SADİ SOMUNCUOĞLU GÖK KUBBEDE HOŞ BİR SEDA BIRAKARAK HAKK’A YÜRÜDÜ
Türk milletinin, Türk dünyasının çok değerli bir evladı daha bu âlemdeki yolculuğunu tamamlayarak dar-ı bekaya avdet eyledi. Sadi Somuncuoğlu, henüz Ankara Ticaret Lisesinin birinci sınıf öğrencisi iken fikrî tercihini yapmış; milletimize hizmet etmeyi, Türklüğe yararlı olmayı hayatının başlıca gayesi olarak benimsemişti. Bunda geleneklerine bağlı muhafazakâr aile yapısının, okuduğu tarihî romanların etkisi kadar okulunun, Türk Ocağının tarihî binasıyla komşu oluşunun da payı vardır. Ders çalışmak için çok defa sınıfındaki yakın arkadaşları İbrahim Metin ve Halil Özyıldız ile birlikte binanın giriş katındaki kütüphanesine giderlerdi. Bir gün, yukarıdaki salonda toplantı yapıldığını gördüler; konuşmacı, tarihimizle ilgili bir konuyu anlatıyordu; oturup dinlediler. Anlatılanları cazip bulduklarından bu tarz toplantılara vakitleri elverdiği ölçüde katılmaya başladılar, dolayısıyla oradaki atmosferden etkilendiler. Sadi ve Halil, aileleri memleketlerinde olduğundan Küçükesat tarafında kiraladıkları bir odada kalıyorlardı. Üç arkadaş, biraz da Ocak’ta dinlediklerinin etkisiyle milletimize yararlı bir şeyler yapmayı kararlaştırarak sınıflarında “Zararlı Alışkanlıklarla Mücadele” adında bir grup oluşturmuşlardı.
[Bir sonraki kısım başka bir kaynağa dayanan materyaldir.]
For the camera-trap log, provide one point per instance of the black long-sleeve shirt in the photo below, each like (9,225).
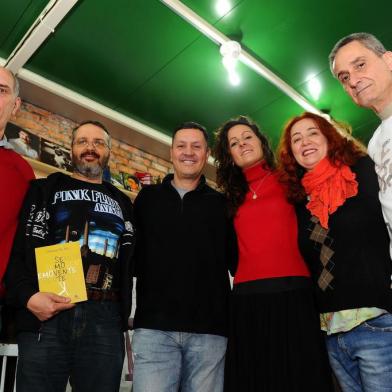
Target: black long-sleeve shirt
(351,261)
(183,252)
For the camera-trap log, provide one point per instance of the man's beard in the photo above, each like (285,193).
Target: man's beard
(92,170)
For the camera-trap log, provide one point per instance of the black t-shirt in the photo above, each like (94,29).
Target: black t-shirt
(86,212)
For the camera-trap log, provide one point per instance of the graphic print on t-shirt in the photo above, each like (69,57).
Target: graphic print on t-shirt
(88,214)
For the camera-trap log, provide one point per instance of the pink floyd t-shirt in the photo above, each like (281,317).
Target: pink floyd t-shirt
(88,213)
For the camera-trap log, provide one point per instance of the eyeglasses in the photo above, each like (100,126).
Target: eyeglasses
(96,143)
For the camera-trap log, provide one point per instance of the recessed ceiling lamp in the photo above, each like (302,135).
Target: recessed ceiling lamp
(222,7)
(314,88)
(231,51)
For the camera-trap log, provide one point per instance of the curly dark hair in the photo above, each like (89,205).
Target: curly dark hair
(342,148)
(229,176)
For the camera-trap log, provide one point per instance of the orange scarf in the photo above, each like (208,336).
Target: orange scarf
(328,187)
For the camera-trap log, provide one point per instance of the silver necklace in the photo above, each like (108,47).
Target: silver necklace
(254,191)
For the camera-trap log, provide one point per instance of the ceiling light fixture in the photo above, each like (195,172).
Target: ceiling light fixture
(222,7)
(314,87)
(219,38)
(230,51)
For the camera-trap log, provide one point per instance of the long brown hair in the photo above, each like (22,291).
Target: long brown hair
(229,176)
(342,148)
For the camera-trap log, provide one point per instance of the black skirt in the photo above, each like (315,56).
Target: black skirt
(275,343)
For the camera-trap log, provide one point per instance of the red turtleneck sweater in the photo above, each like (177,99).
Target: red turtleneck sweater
(15,175)
(267,231)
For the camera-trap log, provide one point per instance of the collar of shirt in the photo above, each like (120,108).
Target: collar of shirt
(4,143)
(387,112)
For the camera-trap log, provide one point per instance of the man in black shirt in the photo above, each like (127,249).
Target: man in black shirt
(58,340)
(185,246)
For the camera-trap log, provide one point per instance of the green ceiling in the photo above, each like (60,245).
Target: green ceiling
(141,59)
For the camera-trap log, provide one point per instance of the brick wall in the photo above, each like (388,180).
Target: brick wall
(124,157)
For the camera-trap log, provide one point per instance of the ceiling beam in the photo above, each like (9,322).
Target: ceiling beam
(42,27)
(219,38)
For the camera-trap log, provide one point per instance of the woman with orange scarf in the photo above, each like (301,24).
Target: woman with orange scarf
(343,239)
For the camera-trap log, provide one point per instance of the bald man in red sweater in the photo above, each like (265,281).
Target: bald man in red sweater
(15,172)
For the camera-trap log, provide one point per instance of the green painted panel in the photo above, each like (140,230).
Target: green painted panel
(141,58)
(196,87)
(16,18)
(108,53)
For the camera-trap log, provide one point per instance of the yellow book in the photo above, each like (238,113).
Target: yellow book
(60,270)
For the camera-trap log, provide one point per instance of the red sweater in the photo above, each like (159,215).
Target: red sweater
(267,231)
(15,175)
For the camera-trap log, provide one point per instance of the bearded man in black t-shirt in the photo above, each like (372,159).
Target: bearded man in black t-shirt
(59,341)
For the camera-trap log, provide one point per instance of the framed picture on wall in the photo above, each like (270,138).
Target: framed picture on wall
(22,141)
(55,155)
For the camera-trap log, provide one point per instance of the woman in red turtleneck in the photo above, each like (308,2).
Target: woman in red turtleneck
(274,339)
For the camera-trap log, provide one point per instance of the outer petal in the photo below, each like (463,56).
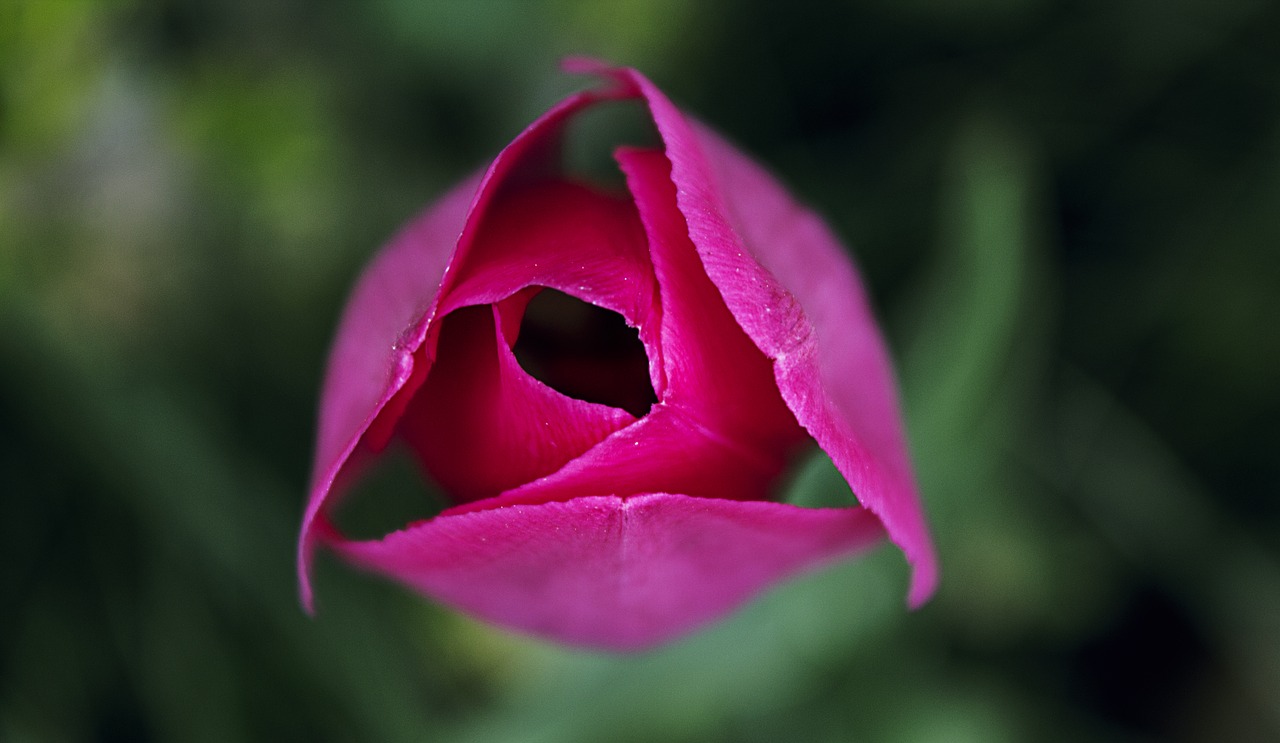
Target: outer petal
(795,292)
(608,571)
(371,368)
(481,424)
(371,358)
(714,373)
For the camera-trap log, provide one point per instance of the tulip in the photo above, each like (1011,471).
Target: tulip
(615,501)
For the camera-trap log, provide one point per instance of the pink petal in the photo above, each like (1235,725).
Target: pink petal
(714,373)
(388,317)
(608,571)
(662,451)
(481,424)
(371,358)
(798,296)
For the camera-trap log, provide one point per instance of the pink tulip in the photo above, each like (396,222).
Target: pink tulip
(603,523)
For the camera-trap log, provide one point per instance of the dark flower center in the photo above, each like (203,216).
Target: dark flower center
(585,352)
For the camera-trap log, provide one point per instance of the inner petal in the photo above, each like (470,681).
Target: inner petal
(480,424)
(585,352)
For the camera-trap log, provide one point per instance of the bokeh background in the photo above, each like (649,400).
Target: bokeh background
(1068,214)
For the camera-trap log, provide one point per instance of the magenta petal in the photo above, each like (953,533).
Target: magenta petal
(371,356)
(796,295)
(481,424)
(714,372)
(608,571)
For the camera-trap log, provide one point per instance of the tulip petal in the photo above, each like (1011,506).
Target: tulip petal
(714,372)
(608,571)
(795,292)
(371,367)
(481,424)
(661,451)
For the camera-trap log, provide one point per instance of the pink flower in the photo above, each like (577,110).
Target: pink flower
(603,523)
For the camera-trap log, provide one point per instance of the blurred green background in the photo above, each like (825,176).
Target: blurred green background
(1068,214)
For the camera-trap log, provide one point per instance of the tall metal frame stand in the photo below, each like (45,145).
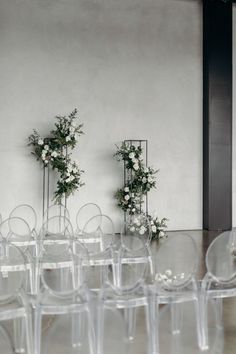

Liseyi bitirip üniversiteye başladıkları yıl Prof. Dr. Osman Turan, Türk Ocakları Genel Başkanı olmuş; Genel Merkez Ankara’ya taşınmıştı. Yeni yönetim, Ocak’ı daha faal hâle getirmek istiyordu. İlk olarak artık Ankara’da yayımlanması kararlaştırılan Türk Yurdu dergisinin neşriyat müdürlüğüne Galip Erdem getirildi; başarılı bir gazeteci olan ve sorumluluğunu üstlenen Ömer Rasih Öztürkmen ile Galip Erdem, kapak şeklinden sayfa düzenlemesine kadar yaptıkları yeniliklerle Türk Yurdu’nu okunan ve aranan bir dergi hâline getirdiler.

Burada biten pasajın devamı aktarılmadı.